6. New-age lenders disrupting the segment
The lending landscape has expanded dramatically:
- Lendingkart, FlexiLoans, Indifi — pioneer SME-focused fintechs
- NeoGrowth, U GRO Capital — focused NBFCs with sectoral specialisations
- Razorpay Capital, PayU LazyPay — embedded lending tied to merchant payment data
- Paytm Lending, BharatPe — small-ticket merchant cash advances
- HDFC Bank, ICICI, Axis SME-Smart — traditional banks with digital SME products
The competitive pressure has compressed interest rates for prime borrowers from 18-22% (informal sources) to 12-16% (digital lenders) to 10-13% (banks for the best). For SMEs that qualify, credit access in 2026 is the easiest it has ever been.
7. What this means for SME borrowers
If you run an SME, the key shifts:
- Digital footprint matters as much as financials — a business with strong digital records (GST, UPI, bank statements) often gets better terms than one with audited but offline financials
- Speed has gone from weeks to days — digital lenders can disburse in 48 hours for standard cases
- Collateral is no longer mandatory for many loan types — cash flow lending opens doors
- Multiple competing offers are normal — borrowers can compare multiple lenders simultaneously through aggregator platforms
- Pricing is risk-based — same loan size, two different businesses can pay 11% vs 19% based on data signals
8. Preparing your business for data-driven lending
For SME owners who want better access to credit:
- Use digital banking actively — minimum cheque transactions, more bank transfers and UPI
- File GST returns on time, every time — late filings tank your underwriting score
- Maintain clean banking discipline — no minimum balance breaches, no returned cheques
- Diversify customer base — avoid having one customer above 30% of revenue
- Build CIBIL Commercial score — if you've never borrowed, take a small business credit card and pay it off systematically
- Maintain ITR consistency — declared income should match GST turnover within reason
- Use Account Aggregators wisely — sharing data with one lender can fast-track approval significantly
- Build relationships with 2-3 lenders — diversify so you're not dependent on a single source
The new SME lending reality
- Digital data trail trumps audited financials for most SME loan sizes in 2026.

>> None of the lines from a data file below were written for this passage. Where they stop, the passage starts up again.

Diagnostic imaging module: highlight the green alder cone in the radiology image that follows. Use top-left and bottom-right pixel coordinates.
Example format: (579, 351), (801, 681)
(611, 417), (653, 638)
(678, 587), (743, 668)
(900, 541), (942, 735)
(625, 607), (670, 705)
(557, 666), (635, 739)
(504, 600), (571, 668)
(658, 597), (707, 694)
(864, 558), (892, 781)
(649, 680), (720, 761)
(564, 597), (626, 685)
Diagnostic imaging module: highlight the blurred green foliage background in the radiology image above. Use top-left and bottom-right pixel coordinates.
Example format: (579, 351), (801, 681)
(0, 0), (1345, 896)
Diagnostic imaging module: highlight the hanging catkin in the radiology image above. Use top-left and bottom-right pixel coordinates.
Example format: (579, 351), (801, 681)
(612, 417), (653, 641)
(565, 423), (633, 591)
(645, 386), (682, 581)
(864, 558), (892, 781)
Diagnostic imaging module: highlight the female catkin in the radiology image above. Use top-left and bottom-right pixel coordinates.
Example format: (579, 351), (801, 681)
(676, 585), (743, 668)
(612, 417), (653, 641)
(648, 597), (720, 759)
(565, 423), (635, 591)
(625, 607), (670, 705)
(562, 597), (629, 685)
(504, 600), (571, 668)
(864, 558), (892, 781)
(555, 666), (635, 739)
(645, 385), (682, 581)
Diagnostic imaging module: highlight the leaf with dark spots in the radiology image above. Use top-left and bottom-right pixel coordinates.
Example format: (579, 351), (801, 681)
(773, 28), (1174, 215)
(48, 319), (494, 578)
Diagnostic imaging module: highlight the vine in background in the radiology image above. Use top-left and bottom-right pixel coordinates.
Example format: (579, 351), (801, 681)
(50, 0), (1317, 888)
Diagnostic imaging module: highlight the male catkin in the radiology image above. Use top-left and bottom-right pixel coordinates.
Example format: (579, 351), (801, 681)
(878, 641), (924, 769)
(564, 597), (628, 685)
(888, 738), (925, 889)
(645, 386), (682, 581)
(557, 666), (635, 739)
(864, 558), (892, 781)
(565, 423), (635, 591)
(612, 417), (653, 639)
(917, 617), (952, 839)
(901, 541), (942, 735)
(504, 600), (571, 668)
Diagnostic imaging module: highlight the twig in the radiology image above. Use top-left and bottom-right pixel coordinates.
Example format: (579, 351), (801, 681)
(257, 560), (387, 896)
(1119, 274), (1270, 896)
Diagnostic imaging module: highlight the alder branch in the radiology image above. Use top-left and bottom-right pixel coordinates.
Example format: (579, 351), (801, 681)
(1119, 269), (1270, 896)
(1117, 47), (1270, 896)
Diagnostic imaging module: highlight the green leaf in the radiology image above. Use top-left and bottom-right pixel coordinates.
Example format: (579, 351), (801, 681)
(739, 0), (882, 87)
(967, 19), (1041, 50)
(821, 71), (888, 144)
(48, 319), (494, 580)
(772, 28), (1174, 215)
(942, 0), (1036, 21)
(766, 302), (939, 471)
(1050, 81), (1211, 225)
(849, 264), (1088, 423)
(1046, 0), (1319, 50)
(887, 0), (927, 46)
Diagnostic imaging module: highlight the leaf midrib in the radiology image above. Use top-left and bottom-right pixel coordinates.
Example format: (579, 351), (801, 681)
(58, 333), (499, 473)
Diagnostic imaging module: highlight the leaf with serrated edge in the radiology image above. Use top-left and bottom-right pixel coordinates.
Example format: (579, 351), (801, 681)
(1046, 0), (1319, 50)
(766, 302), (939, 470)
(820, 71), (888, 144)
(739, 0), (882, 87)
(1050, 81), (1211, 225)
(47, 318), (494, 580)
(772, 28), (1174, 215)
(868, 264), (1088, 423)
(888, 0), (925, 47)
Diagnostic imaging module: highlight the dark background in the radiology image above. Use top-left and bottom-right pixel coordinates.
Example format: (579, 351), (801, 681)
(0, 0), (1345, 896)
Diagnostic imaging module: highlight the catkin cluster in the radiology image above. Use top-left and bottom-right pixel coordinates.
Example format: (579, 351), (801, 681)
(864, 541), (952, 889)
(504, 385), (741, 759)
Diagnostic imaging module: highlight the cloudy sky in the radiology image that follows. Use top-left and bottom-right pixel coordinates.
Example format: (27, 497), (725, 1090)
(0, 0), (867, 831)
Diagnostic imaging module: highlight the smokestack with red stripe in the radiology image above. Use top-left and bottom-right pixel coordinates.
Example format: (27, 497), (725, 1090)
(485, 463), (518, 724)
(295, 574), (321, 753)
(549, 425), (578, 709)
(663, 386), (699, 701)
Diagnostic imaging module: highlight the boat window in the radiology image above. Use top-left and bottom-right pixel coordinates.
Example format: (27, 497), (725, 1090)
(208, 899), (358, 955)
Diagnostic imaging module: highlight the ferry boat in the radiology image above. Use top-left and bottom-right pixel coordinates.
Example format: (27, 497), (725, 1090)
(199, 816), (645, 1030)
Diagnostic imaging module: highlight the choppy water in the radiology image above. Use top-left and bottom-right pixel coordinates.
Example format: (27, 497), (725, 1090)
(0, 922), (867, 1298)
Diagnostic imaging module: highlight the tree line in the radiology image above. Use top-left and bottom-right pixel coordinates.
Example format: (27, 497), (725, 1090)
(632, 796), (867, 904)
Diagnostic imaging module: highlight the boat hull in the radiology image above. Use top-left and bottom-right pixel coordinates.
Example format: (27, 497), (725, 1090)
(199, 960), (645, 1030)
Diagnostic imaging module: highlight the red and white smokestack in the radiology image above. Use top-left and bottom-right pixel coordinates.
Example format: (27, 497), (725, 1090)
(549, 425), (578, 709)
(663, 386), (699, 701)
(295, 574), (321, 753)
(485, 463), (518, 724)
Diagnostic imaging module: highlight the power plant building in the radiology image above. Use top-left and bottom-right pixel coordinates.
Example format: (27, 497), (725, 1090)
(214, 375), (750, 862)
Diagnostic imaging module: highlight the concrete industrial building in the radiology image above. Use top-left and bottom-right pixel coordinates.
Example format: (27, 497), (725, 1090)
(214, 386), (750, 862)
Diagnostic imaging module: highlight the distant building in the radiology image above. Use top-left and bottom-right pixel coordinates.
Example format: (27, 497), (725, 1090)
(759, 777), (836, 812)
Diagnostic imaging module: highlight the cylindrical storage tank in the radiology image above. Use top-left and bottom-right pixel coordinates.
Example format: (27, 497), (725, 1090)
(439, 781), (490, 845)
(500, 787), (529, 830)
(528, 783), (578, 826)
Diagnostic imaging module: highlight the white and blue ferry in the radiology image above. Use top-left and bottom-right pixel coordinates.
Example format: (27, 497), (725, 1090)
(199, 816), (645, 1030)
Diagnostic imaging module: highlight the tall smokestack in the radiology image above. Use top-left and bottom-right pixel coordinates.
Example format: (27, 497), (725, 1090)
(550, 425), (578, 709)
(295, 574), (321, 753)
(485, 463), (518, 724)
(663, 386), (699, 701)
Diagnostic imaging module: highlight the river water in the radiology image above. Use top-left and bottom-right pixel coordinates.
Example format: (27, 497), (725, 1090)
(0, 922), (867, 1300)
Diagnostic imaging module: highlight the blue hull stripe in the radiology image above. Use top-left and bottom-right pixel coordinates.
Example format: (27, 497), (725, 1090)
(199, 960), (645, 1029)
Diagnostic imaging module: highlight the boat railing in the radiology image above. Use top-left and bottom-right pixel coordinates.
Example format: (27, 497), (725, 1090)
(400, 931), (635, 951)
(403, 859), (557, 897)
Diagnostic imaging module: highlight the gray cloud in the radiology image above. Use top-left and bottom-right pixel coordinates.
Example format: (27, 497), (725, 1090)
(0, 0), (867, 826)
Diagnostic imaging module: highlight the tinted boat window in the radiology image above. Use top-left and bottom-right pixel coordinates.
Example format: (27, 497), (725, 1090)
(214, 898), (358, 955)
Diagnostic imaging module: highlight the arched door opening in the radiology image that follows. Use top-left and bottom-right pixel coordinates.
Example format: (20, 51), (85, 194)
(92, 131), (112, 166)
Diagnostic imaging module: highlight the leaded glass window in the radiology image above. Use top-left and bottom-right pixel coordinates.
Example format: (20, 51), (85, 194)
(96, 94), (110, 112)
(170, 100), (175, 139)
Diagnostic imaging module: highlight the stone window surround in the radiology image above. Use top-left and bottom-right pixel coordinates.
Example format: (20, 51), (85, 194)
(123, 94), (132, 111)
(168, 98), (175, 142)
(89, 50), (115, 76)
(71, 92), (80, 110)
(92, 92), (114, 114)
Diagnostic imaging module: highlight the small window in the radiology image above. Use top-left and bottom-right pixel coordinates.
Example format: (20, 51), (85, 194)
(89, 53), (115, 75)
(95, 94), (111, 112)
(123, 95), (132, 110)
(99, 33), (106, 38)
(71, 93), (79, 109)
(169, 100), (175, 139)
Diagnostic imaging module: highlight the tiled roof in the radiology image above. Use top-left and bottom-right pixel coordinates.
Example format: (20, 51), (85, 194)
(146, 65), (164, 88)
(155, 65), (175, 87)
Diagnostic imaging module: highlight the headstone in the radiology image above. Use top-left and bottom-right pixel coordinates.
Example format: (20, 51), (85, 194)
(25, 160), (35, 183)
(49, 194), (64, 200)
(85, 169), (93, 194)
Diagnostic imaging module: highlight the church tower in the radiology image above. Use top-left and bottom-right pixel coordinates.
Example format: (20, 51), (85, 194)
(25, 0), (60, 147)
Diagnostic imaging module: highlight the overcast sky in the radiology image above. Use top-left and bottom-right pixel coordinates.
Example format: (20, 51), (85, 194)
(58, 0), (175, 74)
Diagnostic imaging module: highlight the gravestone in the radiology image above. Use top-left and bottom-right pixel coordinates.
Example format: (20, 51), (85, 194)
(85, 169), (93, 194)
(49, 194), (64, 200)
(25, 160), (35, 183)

- Cash flow underwriting opens credit to asset-light businesses (services, professionals, traders).
- Approval times have collapsed from weeks to 24-48 hours for standard cases.
- Pricing is risk-based — clean digital records get 11-13% rates; same business with poor records pays 18-22%.
- Build digital discipline NOW — your data trail today is your loan terms in 2-3 years.